Réponse apportée en séance publique le 15/05/2024

M. le président. La parole est à M. le ministre de l'intérieur et des outre-mer.

M. Gérald Darmanin, ministre de l'intérieur et des outre-mer. Monsieur le sénateur Durain, c'est avec prudence que vous faites le lien entre l'attaque ignoble qui a eu lieu au péage dans l'Eure et le narcotrafic. Pour ma part, je ne m'encombre pas de prudence : il y a un lien, c'est une évidence.

D'abord, parce que nous parlons d'un narcotrafiquant ayant été arrêté par la police de notre pays. Il avait entamé sa carrière de criminel - si j'ose dire - dès l'âge de 10 ans et il était manifestement - c'est pour cela qu'il a été par deux fois jugé aux assises - le commanditaire de meurtres à Marseille, là où la police et la justice accomplissent un travail formidable et, vous le savez, très difficile.

Ensuite, parce que l'équipe de tueurs qui est intervenue - l'enquête le dira, mais, après quatre ans au ministère de l'intérieur, je commence malheureusement à avoir un peu d'expérience - a procédé de façon à peu près similaire à ce que l'on voit lors des règlements de compte dans certaines villes, notamment dans le sud de la France.

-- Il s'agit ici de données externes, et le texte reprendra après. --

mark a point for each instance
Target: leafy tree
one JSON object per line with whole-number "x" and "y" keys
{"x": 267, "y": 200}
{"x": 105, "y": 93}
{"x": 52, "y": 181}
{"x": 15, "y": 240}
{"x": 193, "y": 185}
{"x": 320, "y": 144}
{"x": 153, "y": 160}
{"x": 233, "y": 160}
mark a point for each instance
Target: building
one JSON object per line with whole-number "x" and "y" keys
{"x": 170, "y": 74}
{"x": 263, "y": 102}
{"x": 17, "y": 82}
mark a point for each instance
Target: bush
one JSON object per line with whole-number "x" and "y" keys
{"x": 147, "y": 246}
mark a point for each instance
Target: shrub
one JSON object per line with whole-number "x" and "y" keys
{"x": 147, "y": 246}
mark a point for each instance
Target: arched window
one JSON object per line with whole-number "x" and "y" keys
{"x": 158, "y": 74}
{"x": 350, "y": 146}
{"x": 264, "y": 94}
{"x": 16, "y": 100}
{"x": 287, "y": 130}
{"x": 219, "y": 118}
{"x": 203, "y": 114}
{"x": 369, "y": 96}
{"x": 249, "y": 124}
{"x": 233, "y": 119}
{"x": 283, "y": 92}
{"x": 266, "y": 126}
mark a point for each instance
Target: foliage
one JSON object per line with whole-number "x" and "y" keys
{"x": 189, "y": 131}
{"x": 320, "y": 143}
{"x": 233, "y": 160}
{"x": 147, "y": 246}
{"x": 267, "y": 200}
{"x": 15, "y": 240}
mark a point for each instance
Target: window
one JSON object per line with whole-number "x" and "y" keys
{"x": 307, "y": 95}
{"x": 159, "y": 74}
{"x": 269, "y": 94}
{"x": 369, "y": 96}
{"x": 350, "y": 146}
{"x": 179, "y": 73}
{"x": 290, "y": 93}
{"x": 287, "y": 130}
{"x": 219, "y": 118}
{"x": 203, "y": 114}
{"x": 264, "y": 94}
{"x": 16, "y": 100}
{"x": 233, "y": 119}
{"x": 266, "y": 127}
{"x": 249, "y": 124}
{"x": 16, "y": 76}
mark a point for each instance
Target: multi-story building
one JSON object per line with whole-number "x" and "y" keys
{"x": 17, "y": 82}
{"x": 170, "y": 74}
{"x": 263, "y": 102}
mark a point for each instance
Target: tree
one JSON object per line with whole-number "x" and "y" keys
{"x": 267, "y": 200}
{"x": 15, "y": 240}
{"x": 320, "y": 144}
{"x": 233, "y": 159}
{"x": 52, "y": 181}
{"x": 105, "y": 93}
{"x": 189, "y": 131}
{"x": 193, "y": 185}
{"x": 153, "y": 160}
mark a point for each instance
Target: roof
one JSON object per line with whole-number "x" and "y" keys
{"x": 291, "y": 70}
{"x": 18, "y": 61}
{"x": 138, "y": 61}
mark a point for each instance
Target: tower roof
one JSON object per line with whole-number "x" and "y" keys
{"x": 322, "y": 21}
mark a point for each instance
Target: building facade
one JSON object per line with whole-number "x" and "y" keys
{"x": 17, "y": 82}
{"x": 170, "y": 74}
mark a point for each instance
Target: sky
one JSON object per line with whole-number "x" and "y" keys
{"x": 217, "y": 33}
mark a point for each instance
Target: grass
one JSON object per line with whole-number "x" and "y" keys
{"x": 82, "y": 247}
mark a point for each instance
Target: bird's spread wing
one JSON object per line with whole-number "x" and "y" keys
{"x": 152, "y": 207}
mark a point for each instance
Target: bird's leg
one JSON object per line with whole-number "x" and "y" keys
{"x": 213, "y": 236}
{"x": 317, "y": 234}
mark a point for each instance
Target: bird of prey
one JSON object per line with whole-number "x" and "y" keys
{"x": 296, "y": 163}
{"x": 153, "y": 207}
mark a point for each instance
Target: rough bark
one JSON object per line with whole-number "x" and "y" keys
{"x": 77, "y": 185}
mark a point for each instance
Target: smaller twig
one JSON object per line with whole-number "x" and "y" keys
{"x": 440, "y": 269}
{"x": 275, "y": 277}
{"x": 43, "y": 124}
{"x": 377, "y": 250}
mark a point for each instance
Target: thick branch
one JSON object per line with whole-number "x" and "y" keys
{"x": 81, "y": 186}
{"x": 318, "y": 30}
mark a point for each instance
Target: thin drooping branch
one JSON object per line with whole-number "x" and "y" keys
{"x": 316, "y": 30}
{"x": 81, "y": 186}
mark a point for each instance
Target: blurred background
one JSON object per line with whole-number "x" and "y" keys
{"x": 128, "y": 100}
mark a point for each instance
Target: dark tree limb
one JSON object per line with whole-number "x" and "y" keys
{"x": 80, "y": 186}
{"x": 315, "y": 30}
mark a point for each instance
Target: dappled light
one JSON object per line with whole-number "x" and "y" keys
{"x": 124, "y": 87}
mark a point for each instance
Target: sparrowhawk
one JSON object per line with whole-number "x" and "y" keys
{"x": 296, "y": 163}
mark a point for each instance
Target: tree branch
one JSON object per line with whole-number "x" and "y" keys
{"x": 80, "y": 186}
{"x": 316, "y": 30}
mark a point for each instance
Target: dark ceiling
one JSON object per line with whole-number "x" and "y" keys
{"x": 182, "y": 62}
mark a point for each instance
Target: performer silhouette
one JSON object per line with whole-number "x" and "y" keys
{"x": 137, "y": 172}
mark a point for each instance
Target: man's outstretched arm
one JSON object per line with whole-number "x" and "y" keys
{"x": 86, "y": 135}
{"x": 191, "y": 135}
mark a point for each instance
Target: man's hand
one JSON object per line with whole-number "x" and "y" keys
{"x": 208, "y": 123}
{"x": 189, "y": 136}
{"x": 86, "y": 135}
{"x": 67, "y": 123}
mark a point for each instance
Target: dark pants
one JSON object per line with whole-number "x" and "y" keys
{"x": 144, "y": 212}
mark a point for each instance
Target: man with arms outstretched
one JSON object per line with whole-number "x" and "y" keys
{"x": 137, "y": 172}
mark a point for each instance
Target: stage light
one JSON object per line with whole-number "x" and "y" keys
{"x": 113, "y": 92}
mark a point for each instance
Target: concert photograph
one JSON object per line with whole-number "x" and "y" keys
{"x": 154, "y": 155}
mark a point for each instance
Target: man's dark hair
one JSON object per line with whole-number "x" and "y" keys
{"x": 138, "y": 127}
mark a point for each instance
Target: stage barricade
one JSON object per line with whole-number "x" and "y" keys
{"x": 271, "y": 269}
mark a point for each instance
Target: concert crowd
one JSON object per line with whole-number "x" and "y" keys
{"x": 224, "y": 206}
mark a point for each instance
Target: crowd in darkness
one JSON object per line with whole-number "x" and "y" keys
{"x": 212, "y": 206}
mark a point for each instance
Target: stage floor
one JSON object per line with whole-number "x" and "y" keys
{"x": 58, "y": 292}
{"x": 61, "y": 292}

Monsieur le sénateur, vous avez parfaitement raison. Devant votre commission d'enquête, j'ai moi-même évoqué le fait que le narcotrafic était le plus grand danger pour notre unité nationale. Bien sûr qu'il faut par le bas attaquer les points de deal, interpeller les « choufs » et les trafiquants, faire des saisies et attaquer les consommateurs, mais personne ne doute un seul instant que le sénateur Blanc et vous-même ayez raison : la confiscation doit être générale, l'argent du crime doit être confisqué et nous devons faire cent fois plus que ce que nous faisons collectivement.

Comme l'a dit la ministre déléguée en réponse à une question précédente, nous suivrons les préconisations du Sénat.

C'est tout notre pays, le monde entier qui doit réagir. En effet, que se passe-t-il ? Monsieur le sénateur, vous le savez très bien. La première cause de mortalité aux États-Unis, le plus grand pays développé au monde, c'est le Fentanyl. Aux Pays-Bas, en Belgique, on assassine des journalistes et des avocats et on assassine peut-être putativement des hommes et des femmes politiques. En Amérique du Sud, la production de stupéfiants a été multipliée par cent parce que les États-Unis se sont désintéressés de ce trafic. En Afghanistan, depuis que nous en sommes partis avec les Américains, l'augmentation de la production d'héroïne et de cocaïne paie l'argent de la drogue et la rend moins chère chez nous.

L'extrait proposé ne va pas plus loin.